Ephemeral films encompass a wide range of commercial and amateur motion pictures, including advertising and promotional films, educational films, and home movies. The division has examples of early advertising films hawking products for women or using women's sex appeal to sell products to men. Warner's Corsets (191-?) [moving image] is a fictionalized story of “Warner's fashionable rust-proof corsets, guaranteed not to rust, break or tear.” Buy an Electric Refrigerator (1926?) [moving image] is a product commercial and Admiral Cigarette (1897) [moving image] features an attractive girl in a striking costume who hands cigarettes to a group of men.
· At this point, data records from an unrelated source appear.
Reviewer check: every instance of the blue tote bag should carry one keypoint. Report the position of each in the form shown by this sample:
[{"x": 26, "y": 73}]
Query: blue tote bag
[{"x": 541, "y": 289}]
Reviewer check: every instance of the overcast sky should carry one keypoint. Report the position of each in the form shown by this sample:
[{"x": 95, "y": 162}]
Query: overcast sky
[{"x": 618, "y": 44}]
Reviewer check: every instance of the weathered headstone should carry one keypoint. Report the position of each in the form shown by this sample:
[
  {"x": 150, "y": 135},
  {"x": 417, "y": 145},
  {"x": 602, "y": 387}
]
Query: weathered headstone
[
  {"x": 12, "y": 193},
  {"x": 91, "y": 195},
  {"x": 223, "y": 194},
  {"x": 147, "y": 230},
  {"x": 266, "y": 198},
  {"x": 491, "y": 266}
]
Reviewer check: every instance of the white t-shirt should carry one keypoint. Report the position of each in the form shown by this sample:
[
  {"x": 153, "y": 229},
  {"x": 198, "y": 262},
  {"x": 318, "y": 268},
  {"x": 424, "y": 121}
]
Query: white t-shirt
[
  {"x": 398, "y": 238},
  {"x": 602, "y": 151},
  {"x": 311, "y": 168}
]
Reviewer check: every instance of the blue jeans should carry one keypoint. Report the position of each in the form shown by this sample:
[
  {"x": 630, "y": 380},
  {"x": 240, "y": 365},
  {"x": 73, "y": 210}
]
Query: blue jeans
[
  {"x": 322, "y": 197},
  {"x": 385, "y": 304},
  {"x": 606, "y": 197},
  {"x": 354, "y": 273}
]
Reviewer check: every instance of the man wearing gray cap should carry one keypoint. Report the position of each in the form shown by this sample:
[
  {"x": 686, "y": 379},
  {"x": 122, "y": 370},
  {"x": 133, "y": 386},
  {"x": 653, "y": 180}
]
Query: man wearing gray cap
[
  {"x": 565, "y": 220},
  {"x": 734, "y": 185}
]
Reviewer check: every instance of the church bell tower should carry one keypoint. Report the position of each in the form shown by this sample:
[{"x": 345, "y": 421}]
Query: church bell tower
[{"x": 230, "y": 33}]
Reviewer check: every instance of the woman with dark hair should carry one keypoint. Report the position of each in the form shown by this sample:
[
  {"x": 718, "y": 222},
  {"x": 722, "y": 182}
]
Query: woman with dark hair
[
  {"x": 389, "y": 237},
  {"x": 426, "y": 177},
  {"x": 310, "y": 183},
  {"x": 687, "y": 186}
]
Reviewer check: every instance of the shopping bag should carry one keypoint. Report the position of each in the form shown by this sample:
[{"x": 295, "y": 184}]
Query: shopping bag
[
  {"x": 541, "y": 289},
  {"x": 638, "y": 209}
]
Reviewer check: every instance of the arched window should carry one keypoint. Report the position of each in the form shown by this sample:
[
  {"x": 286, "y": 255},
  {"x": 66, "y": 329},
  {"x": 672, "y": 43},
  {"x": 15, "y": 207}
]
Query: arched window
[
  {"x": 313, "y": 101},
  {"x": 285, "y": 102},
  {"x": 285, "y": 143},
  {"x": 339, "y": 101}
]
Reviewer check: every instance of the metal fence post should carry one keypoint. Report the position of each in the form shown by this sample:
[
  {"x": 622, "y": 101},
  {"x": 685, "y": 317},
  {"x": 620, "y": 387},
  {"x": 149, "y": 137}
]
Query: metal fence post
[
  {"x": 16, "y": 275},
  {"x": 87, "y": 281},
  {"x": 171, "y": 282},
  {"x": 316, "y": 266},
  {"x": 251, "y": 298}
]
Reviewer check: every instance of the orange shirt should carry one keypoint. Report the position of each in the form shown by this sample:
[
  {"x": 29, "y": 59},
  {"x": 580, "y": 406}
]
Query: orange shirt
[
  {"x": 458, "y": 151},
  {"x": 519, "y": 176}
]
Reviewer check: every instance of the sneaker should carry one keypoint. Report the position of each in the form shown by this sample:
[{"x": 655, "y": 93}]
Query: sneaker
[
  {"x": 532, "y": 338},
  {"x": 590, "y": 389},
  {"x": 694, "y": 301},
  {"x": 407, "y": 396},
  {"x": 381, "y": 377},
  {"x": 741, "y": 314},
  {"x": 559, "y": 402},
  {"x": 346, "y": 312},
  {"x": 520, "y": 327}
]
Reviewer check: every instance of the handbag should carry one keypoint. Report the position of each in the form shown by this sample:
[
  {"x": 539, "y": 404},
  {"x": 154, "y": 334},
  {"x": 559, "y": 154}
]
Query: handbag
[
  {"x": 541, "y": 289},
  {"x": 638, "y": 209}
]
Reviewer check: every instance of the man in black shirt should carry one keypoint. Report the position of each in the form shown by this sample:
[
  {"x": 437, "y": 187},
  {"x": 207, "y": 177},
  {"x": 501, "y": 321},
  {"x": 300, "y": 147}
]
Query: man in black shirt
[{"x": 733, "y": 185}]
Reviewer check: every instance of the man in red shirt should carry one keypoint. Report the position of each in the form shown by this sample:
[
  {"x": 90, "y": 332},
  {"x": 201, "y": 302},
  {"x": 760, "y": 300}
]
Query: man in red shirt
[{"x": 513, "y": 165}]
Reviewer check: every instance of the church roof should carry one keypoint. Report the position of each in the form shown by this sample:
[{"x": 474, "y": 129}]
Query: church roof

From Cabin to Castle (ca. 1930, FEB 4440-4442) is believed to be a promotional piece with still shots and footage of African American entrepreneur Madame C. J. Walker (1867-1919), her daughter A'lelia Walker, and employees at work in her cosmetics manufacturing company.

Educational films were intended primarily to instruct and inform and were shown in nontheatrical settings, mainly classrooms. The Truth about the Liberty Motor (1919, nitrate), produced by Ford Motor Company, combines promotional and educational functions in a film about women war workers during the First World War. This picture demonstrates that “after a few lessons, she is just as capable a mechanic as her brother who has gone to France.” Social Hygiene for Women (FEB 4183), produced by the American Social Hygiene Association in 1920, was used to illustrate lectures to women regarding reproductive organs and covering facts about gonorrhea and syphilis.

Family, friends, and vacation locales are the typical subjects found in home movies. The division's amateur film collections include those of prominent American women, such as celebrated poet Edna St. Vincent Millay (1892-1950), Evalyn Walsh McLean (1886-1947), a leader in the social life of Washington, D.C., from the 1910s to her death, and Agnes E. Meyer (1887-1970), author and social reformer, and her husband Eugene Meyer, editor and publisher of the Washington Post. The Meyer films, shot in the 1920s, include footage of two of their children, Katharine Meyer Graham (Mrs. Philip L. Graham) and Elizabeth Meyer Lorentz (Mrs. Pare Lorentz).